Réunies le 6 février, les organisations syndicales (Union SNUI-SUD Trésor Solidaires, CGT Finances
Publiques, FO DGFiP, CFTC Finances Publiques et UNSA DGFiP) ont analysé le succès de cette
mobilisation qui témoigne :
– de la volonté d’agir collectivement, dans l’unité, et dans la durée ;
– de la montée des revendications et de la mobilisation à la DGFiP, 4 ans après sa création ;
– de la nécessité d’une réaction forte des personnels face aux politiques gouvernementales qui ont
supprimé 25 000 emplois en 10 ans dans notre administration.
Les résultats locaux montrent une très forte mobilisation dans la plupart des départements, en particulier
chez les agents de catégories C et B. Cependant l’engagement de tous les grévistes a permis d’obtenir un
résultat aussi significatif pour une journée de grève propre à la DGFIP.
Les organisations syndicales (Union SNUI-SUD Trésor Solidaires, CGT Finances Publiques, FO DGFiP,
CFTC Finances Publiques et UNSA DGFiP) ont partagé une analyse commune face aux réponses du
Directeur Général et de la Ministre du Budget.
– Le Directeur Général se trompe et fait de la provocation lorsqu’il soutient que des gains de
productivité existeraient encore et que les suppressions d’emplois n’auraient pas d’incidence sur
l’exercice des missions et les conditions de travail ;
– La Ministre a pris une lourde responsabilité :
– en refusant d’ouvrir toute négociation ;
– en refusant d’arrêter les suppressions d’emplois ;
– en refusant de revaloriser les rémunérations.
Les syndicats constatent que, depuis la création de la DGFIP en avril 2008, l’administration et le
gouvernement n’ont jamais voulu tirer un véritable bilan de leur réforme.
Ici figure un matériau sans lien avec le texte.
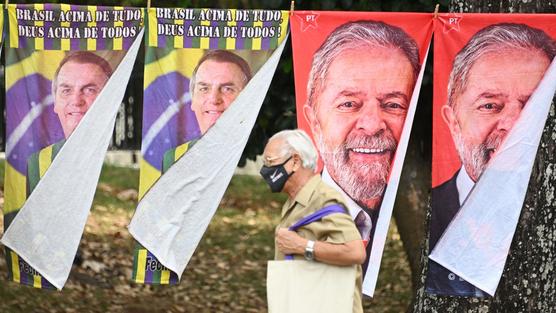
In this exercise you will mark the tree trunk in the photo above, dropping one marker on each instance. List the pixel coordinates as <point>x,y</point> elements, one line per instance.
<point>528,283</point>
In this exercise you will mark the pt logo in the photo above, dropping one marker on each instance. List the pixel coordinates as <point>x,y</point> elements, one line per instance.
<point>451,21</point>
<point>308,20</point>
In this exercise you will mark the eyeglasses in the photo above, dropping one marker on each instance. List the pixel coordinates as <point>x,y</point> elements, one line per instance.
<point>268,161</point>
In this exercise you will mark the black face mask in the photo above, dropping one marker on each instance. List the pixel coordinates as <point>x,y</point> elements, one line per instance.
<point>275,176</point>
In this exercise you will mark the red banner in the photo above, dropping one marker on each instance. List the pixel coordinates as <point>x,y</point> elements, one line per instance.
<point>486,68</point>
<point>355,75</point>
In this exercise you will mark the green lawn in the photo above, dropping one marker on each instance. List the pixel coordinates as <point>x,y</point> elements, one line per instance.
<point>226,274</point>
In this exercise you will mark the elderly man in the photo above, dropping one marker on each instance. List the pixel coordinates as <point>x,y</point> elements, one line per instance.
<point>289,166</point>
<point>77,82</point>
<point>492,78</point>
<point>359,89</point>
<point>217,80</point>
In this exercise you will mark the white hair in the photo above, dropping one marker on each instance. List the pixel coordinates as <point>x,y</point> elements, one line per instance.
<point>297,141</point>
<point>495,38</point>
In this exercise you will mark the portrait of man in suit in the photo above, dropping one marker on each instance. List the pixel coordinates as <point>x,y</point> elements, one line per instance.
<point>217,80</point>
<point>77,82</point>
<point>491,80</point>
<point>358,92</point>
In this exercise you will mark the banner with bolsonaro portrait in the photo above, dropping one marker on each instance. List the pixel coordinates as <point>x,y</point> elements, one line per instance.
<point>357,81</point>
<point>494,80</point>
<point>206,75</point>
<point>66,71</point>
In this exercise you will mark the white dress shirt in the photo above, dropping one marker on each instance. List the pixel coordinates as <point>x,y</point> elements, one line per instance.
<point>464,183</point>
<point>353,208</point>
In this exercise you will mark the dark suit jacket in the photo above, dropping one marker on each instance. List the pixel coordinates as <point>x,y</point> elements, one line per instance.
<point>445,205</point>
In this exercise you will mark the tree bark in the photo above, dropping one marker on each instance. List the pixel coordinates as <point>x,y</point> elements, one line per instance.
<point>528,283</point>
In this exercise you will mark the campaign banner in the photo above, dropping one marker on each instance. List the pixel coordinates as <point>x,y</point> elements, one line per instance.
<point>66,68</point>
<point>493,87</point>
<point>357,81</point>
<point>206,75</point>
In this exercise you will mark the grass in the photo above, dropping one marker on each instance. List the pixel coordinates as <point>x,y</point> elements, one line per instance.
<point>226,274</point>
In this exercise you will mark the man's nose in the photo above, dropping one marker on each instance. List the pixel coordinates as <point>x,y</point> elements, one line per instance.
<point>77,98</point>
<point>370,119</point>
<point>509,117</point>
<point>215,97</point>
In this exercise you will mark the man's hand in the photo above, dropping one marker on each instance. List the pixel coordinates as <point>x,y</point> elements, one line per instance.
<point>289,242</point>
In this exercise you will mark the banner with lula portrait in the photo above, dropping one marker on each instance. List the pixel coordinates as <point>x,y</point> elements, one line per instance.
<point>357,81</point>
<point>493,85</point>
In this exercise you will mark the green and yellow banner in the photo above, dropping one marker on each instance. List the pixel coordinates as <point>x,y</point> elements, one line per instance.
<point>59,58</point>
<point>197,61</point>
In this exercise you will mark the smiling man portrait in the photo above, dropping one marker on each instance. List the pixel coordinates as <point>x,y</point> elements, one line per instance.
<point>361,81</point>
<point>491,80</point>
<point>217,80</point>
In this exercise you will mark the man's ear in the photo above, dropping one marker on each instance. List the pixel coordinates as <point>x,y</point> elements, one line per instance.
<point>296,161</point>
<point>309,114</point>
<point>449,117</point>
Pourtant, combattre la crise
implique de remettre en question les logiques politiques actuelles en matière d’emploi afin de renforcer
l’intégralité des missions de la DGFIP dont le rôle est primordial dans l’action publique.
Les agents de la DGFIP n’accepteront pas un nouveau plan d’affaiblissement, ni l’amputation des missions
pas plus que la poursuite des réductions d’emplois comme pourraient y amener les réflexions récentes du
Sénat et de la Cour des Comptes. Il faut mettre un terme à l’hémorragie d’emplois qui affaiblit toujours plus
le service public.
En conséquence, les organisations syndicales (Union SNUI-SUD Trésor Solidaires, CGT Finances
Publiques, FO DGFiP, CFTC Finances Publiques et UNSA DGFiP) ont décidé d’organiser une nouvelle
action le 27 mars prochain.
Dans l’immédiat elles appellent les agents de la DGFIP :
– à continuer de porter la plateforme revendicative face aux bilans tronqués de la fusion DGI/DGCP
– à poursuivre partout la mobilisation sous toutes les formes.
Les organisations syndicales (Union SNUI-SUD Trésor Solidaires, CGT Finances Publiques, FO DGFiP,
CFTC Finances Publiques et UNSA DGFiP) se réuniront à nouveau le 6 mars pour préciser, ensemble, les
modalités d’actions pour la journée du mardi 27 mars.
Paris, le 7 février 2012
Article publié le 9 février 2012.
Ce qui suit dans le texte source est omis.